Melanie Hooper is an Australian ballroom and Latin dancer. She was a professional dancer on Australia's Dancing with the Stars. She also toured with dance show Burn the Floor.

== Early life ==
Melanie Hooper was born in Townsville, Australia. Hooper began dancing at age 13.

== Career ==
Hooper moved to Brisbane at age 21 to advance her dance career. She began competing in Sydney and Melbourne. Then, to further her career she moved to London, England. Her dancing titles include UK Rising Star Professional Latin Champion, German Professional Rising Star Latin Champion, Australian Open Professional Latin Champion, and Moscow World Professional Latin. In 2008, Hooper joined the dance show Burn the Floor. She was with the production when it moved to Broadway in 2009.

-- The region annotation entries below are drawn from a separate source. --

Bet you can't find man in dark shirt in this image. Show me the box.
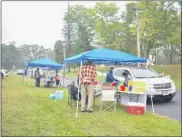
[105,67,118,83]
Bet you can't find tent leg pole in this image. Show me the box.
[148,78,155,114]
[76,61,82,118]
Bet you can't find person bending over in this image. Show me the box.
[105,67,118,83]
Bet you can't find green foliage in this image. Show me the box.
[58,1,181,63]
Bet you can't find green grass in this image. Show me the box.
[2,73,181,136]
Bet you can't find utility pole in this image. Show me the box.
[63,1,69,87]
[130,8,146,58]
[136,10,140,58]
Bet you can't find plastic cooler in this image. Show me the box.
[126,102,145,115]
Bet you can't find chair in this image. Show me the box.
[100,84,117,112]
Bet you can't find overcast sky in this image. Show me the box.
[2,1,127,49]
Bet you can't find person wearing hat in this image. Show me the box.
[122,70,131,87]
[105,67,118,83]
[79,61,96,112]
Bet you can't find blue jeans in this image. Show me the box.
[35,78,40,87]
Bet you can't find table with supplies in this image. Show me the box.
[116,80,147,110]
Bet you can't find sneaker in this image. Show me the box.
[87,110,92,113]
[81,109,86,112]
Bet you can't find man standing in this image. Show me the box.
[79,61,96,112]
[35,68,40,87]
[105,67,118,83]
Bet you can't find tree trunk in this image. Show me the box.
[144,40,150,59]
[169,45,173,64]
[67,64,71,72]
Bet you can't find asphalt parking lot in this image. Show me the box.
[147,90,181,121]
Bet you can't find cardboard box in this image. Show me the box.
[126,102,145,115]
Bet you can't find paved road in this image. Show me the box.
[147,90,182,121]
[65,78,182,121]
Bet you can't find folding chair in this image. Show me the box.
[100,89,117,112]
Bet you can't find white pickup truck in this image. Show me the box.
[113,68,176,101]
[1,69,8,79]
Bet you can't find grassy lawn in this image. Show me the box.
[2,73,181,136]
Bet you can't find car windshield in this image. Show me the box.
[130,68,160,78]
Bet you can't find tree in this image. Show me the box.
[54,40,64,63]
[2,42,17,70]
[64,5,94,55]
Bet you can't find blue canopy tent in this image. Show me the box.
[25,58,63,69]
[64,48,147,117]
[64,48,147,65]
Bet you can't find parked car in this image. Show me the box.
[16,70,24,75]
[1,69,8,79]
[31,68,45,78]
[113,68,176,101]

Hooper joined Australia's Dancing with the Stars in 2011, In her first season as a professional dancer, she partnered Damien Leith. They placed third. Her 2012 partner was 80's rocker Brian Mannix. In spite of low scores, Mannix and Hooper made it to week eight of the competition. The following season she was paired with television performer Tony Barber. Barber was the second celebrity eliminated. In 2014, her partner was AFL player David Rodan. Rodan and Hooper received five perfect scores on their way to winning the competition.

Hooper toured the United Kingdom with Strictly Come Dancing professional Brendan Cole's tours in 2012, 2013, and 2014.

== Personal life ==
In 2013, Hooper was engaged to Jarrod Tranter. Hooper married Tranter in 2015.